Retail sales in the U.S. shot up by more than expected in the month of October, according to a report released by the Commerce Department on Tuesday.
The Commerce Department said retail sales spiked by 1.7 percent in October after climbing by an upwardly revised 0.8 percent in September.
Economists had expected retail sales to jump by 1.4 percent compared to the 0.7 percent increase originally reported for the previous month.
“An improving Covid situation, easing supply constraints in the auto sector and an early start to holiday shopping all boosted purchases last month,” said Gregory Daco, Chief U.S. Economist at Oxford Economics.
He added, “Households were still willing to open their wallets in the face of higher prices – which inflated nominal sales figures – but there is increasing evidence that higher inflation is eroding purchasing power.”
The report showed sales by motor vehicle and parts dealers soared by 1.8 percent in October after shooting up by 1.2 percent in September.
Excluding the jump in sales by motor vehicles and parts dealers, retail sales still surged up by 1.7 percent in October after rising by 0.7 percent in September. Ex-auto sales were expected to advance by 1.0 percent.

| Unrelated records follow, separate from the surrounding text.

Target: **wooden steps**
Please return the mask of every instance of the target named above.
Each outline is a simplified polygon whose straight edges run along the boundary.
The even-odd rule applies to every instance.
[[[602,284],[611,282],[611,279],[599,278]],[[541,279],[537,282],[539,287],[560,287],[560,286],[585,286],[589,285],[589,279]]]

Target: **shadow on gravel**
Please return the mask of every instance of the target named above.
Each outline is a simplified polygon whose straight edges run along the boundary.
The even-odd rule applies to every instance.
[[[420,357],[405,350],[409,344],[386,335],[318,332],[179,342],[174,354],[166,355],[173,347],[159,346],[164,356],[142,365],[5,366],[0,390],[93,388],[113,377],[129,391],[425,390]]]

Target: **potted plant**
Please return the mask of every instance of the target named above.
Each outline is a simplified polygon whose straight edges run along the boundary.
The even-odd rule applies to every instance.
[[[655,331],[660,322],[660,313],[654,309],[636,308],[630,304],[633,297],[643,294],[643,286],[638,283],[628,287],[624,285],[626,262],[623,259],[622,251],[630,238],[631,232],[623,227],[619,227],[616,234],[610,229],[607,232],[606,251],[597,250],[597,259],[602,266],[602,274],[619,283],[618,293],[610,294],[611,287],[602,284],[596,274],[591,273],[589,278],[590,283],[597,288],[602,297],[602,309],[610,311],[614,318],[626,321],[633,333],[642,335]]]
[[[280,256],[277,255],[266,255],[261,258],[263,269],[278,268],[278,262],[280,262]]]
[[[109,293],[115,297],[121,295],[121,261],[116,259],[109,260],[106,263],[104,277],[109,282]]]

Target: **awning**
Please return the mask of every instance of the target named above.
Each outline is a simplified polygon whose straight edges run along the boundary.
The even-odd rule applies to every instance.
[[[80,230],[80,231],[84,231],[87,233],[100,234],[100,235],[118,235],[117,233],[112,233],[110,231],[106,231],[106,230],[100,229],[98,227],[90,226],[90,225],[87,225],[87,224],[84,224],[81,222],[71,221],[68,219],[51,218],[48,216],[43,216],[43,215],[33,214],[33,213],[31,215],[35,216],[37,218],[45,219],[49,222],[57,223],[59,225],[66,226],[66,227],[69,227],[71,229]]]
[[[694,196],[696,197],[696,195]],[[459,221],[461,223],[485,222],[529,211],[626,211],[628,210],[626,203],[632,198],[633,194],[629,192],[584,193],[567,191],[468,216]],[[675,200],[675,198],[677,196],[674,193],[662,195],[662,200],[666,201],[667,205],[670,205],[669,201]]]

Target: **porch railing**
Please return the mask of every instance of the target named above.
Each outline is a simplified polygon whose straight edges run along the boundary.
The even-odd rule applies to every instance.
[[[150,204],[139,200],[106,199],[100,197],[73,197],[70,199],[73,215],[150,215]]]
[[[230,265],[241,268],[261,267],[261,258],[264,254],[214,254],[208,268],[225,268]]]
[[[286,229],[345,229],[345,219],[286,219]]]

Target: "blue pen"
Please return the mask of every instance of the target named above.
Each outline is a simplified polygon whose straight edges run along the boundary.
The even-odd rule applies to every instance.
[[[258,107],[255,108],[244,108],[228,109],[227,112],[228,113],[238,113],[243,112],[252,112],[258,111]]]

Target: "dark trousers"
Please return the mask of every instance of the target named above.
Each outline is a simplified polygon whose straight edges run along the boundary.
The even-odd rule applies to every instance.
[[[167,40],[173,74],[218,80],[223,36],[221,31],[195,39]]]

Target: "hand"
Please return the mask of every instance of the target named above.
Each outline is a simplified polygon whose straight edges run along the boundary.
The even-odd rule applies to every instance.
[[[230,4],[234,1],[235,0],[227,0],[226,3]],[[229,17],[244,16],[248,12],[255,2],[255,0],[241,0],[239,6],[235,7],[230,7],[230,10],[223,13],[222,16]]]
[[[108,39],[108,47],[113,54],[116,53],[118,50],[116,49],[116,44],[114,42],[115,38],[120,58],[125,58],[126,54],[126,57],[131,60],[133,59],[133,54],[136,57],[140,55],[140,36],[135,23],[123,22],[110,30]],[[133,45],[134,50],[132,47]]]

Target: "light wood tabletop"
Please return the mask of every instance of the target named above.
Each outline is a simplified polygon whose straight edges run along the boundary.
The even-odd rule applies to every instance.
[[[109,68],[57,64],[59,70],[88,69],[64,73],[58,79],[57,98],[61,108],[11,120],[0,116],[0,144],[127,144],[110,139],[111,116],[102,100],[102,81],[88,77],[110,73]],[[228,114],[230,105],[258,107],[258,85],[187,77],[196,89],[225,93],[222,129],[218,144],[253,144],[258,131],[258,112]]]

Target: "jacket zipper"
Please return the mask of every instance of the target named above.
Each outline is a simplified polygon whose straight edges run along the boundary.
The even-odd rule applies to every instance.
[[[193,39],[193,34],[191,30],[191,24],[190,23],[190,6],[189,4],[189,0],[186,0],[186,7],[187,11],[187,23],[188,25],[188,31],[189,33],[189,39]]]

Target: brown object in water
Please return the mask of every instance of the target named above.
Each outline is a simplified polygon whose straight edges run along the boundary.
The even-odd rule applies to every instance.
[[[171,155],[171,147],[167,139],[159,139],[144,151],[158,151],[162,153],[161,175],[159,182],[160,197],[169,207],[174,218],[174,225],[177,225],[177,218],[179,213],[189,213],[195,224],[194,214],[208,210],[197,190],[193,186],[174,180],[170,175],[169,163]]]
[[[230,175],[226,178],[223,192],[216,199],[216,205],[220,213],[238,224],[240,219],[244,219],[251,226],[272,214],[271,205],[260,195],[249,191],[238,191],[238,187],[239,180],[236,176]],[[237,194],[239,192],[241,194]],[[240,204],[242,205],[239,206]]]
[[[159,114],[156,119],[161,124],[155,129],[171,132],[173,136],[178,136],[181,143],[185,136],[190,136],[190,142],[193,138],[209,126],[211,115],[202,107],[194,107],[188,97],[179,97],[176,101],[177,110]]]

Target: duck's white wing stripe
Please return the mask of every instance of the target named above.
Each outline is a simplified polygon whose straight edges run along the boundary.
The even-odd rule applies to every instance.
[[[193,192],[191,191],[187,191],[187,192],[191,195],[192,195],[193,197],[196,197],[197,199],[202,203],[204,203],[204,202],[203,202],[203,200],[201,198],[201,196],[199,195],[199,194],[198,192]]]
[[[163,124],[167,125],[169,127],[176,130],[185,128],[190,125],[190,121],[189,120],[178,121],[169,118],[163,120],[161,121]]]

Sales by non-store retailers, gas stations and electronics and appliance stores all saw substantial growth during the month.
The report also showed significant increases in sales by building materials and supplies dealers, miscellaneous store retailers and department stores.
Closely watched core retail sales, which exclude automobiles, gasoline, building materials and food services, also jumped by 1.6 percent in October after climbing by 0.5 percent in September.
“As the economy heads into 2022, an improving health situation should reinvigorate consumer confidence while a strengthening jobs recovery and strong wage gains should support income growth,” Daco said.
He added, “Healthy household finances along with some $2.5tn in excess savings should support consumer spending growth above 4% in 2022, following an expected 8% advance in 2021.”